My research interests focus on historic beer production and consumption, nineteenth century capitalism, German immigration and ethnicity, and modern craft beer.

 

Selected Works

“Change from Without: Comparing the Rise of Craft to the Rise of Lager in America” (book chapter, forthcoming)

This work explores the parallels between the ongoing development of craft brewing in the United States and the rise of American lager beer production from the 1840s through the 1880s.

Though craft brewing represents a radical pivot in the way Americans consider their beer, it is not the first time beer has undergone such a stark transformation in the United States. Nineteenth century America hosted a pivot of its own when lager breweries, mostly operated by German immigrants, began dotting the landscape. Originally a controversial ethnic product, lager beer’s influence on the 19th century brewing industry shares marked characteristics with modern craft beer, specifically local scopes of operation, contentious questions of diversity and inclusion, as well as departures from established beer styles and production methods. A comparative look at these two developments allows for a reconsideration of the recent resurgence of localized, diversified, and innovative brewing institutions, as well as the capital and class structures that govern them. This chapter will appear in What’s Brewing: Essays on Beer Culture, edited by Paul Bruski and Annie Sugar, forthcoming from McFarland & Co.

 

“Beer to Stay: Brewed Culture, Ethnicity and the Market Revolution” (dissertation, 2018)
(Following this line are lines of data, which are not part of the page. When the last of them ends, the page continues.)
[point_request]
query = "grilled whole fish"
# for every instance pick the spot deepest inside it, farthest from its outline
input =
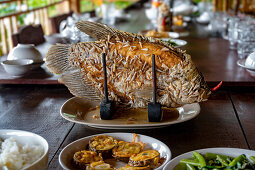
(129, 68)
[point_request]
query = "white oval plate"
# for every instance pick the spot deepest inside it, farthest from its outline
(24, 137)
(76, 110)
(241, 63)
(233, 152)
(66, 155)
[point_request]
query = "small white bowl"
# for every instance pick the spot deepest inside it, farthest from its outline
(24, 137)
(234, 152)
(18, 67)
(25, 51)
This project examines how German immigrants used beer production and consumption to negotiate the terms of American citizenship in mid-nineteenth century Chicago and Cincinnati. It also investigates how beer was, in turn, used against those immigrants by nativist and temperance organizations. A German-led proliferation of lager beer  transformed and expanded the  brewing industry after the 1840s. In the economically and culturally transformative context of the market revolution, lager beer constituted a transnationally constructed immigrant product. Through beer, German purveyors (and drinkers) employed their ethnocultural worldview to exert agency over the terms of inclusion in American society. Their effort was contested, violently in the case of Chicago’s Lager Beer Riot of 1855, by nativist and temperance reformers who were themselves products of the ongoing changes in the American economy. I argue that brewing gave transatlantic immigrants significant but controversial agency in the nation’s steady march toward industrialized capitalism. I am currently in the process of converting this work into a book manuscript. Available via ProQuest.

 

“Andrew Bolter (1820-1900)” (biography, 2013) (link)
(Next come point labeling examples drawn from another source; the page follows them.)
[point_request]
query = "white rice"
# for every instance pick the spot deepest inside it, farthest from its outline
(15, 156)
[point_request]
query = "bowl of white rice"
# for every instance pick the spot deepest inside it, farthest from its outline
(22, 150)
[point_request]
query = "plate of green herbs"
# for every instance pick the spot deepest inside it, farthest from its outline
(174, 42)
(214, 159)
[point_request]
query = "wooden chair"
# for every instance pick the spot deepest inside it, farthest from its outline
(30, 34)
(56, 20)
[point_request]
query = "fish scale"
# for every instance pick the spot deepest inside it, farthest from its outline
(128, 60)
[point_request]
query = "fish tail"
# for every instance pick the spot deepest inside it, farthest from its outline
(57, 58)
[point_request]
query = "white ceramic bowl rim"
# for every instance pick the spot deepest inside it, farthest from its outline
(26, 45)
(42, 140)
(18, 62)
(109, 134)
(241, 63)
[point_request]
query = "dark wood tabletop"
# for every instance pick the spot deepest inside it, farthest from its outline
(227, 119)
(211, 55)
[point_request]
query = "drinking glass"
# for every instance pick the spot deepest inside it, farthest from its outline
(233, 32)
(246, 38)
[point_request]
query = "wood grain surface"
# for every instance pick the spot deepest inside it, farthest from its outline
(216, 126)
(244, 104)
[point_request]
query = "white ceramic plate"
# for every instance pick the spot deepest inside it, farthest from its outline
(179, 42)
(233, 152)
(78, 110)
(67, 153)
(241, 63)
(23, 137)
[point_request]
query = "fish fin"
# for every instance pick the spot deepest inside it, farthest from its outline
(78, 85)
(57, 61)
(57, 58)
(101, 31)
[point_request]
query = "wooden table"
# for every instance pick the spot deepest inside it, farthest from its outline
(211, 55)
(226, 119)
Part of Immigrant Entrepreneurship: German-American Business Biographies, a multi-volume series published by the German Historical Institute, this essay traces the life of Chicago iron manufacturer Andrew Bolter. His business and social activities are put in direct conversation with his immigrant status and experiences, helping demonstrate how German communities in Chicago successfully reconciled their ethnic perspective with the overall growth of the city. This work reinforced the ethnocultural process of hyphenation between German and American perspectives that I argue in subsequent scholarship.